In recent years, local governments have invested a lot of human and financial resources to protect and repair of the decline of fishery resources in rivers, such as annual proliferation and release activities, but these attempts have not been particularly successful. This was largely due to a lack of understanding regarding the mechanisms driving the decline in fishery resources. The results of the current study provided an initial insight into the decline of fishery resources in the Pearl River following tilapia invasion. At present, the most effective way to prevent invasion impacting fishery resources in the Dongjiang River is to be stringent regarding environmental isolation in pond culture, avoiding tilapia for release activities, and strictly controlling the growth range of this species. More stringent regulation of aquaculture activities and proactive fisheries management are required to avoid additional releases and further spread of tilapia in the region.

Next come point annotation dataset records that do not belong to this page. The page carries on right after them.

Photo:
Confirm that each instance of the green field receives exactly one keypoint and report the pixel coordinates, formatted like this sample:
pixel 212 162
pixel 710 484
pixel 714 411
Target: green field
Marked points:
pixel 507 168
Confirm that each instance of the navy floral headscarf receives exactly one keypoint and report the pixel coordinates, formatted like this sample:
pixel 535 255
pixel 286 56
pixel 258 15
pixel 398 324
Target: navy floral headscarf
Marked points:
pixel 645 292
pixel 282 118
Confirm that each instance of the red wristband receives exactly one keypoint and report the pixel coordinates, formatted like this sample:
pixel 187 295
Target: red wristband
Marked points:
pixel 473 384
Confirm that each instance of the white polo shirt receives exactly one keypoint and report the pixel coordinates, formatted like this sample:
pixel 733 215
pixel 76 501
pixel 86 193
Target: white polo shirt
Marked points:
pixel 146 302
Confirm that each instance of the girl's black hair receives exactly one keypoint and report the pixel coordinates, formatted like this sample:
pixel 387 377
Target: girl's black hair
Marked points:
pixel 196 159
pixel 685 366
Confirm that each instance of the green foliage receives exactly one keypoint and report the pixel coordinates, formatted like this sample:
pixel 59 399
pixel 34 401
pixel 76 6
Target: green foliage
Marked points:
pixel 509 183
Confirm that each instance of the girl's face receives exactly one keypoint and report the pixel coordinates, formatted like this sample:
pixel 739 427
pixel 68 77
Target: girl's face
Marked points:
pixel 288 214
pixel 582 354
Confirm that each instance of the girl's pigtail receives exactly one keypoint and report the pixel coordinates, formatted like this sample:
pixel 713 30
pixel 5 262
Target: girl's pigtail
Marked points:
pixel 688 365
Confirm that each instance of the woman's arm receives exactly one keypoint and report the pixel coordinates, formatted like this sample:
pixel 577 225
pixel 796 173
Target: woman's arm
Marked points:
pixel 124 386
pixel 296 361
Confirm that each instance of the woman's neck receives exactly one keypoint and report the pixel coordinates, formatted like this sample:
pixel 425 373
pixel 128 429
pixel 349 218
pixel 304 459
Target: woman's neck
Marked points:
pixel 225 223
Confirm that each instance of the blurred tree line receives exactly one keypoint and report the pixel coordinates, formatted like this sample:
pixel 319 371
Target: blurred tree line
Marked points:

Understanding the consequences of invasive species on ecosystem functioning through changes in trophic interactions among species has received considerable interest over the past decade (Thébault 2003). Most of these studies have used stable isotopes to quantify changes in the trophic structure of communities (Cucherousset et al. 2012), as carbon (δ13C) and nitrogen (δ15N) can provide an accurate quantitative method for the study of the changes of nutritional structure in aquatic ecosystems (Bearhop et al. 2004). Recent methodological developments have facilitated the quantification of multiple facets of the trophic structure of communities, such as isotopic diversity metrics, i.e. trophic niche width (TA), isotopic richness (IRic), isotopic evenness (IEve), isotopic divergence (IDiv), isotopic dispersion (IDis), and isotopic uniqueness (IUni) (Jackson et al. 2011; Cucherousset and Villéger 2015). These metrics were widely used to assess the effects of biological invasions on a multitude facets of food webs and ecosystem functioning at both local and global scales (Zambrano et al. 2010; Walsworth et al. 2013; Spurgeon et al. 2014; Sagouis et al. 2015).
While theoretical and methodological approaches have been recently developed, empirical studies are still needed to assess the effects of biological invasions on the trophic structure of recipient communities. The changes in food webs described in the current study have serious implications for native fish populations and food resources. An increased understanding of the interactions between tilapia and native fish is necessary for fishery management in many regions. Our findings emphasized the need to implement proactive control efforts to restore invaded ecosystems, particularly during colonization and early stages of establishment, to avoid food web disruptions that may be difficult to reverse. As tilapia is a commercially important species, its introduction cannot be banned, and so the strictest supervision of this species is required.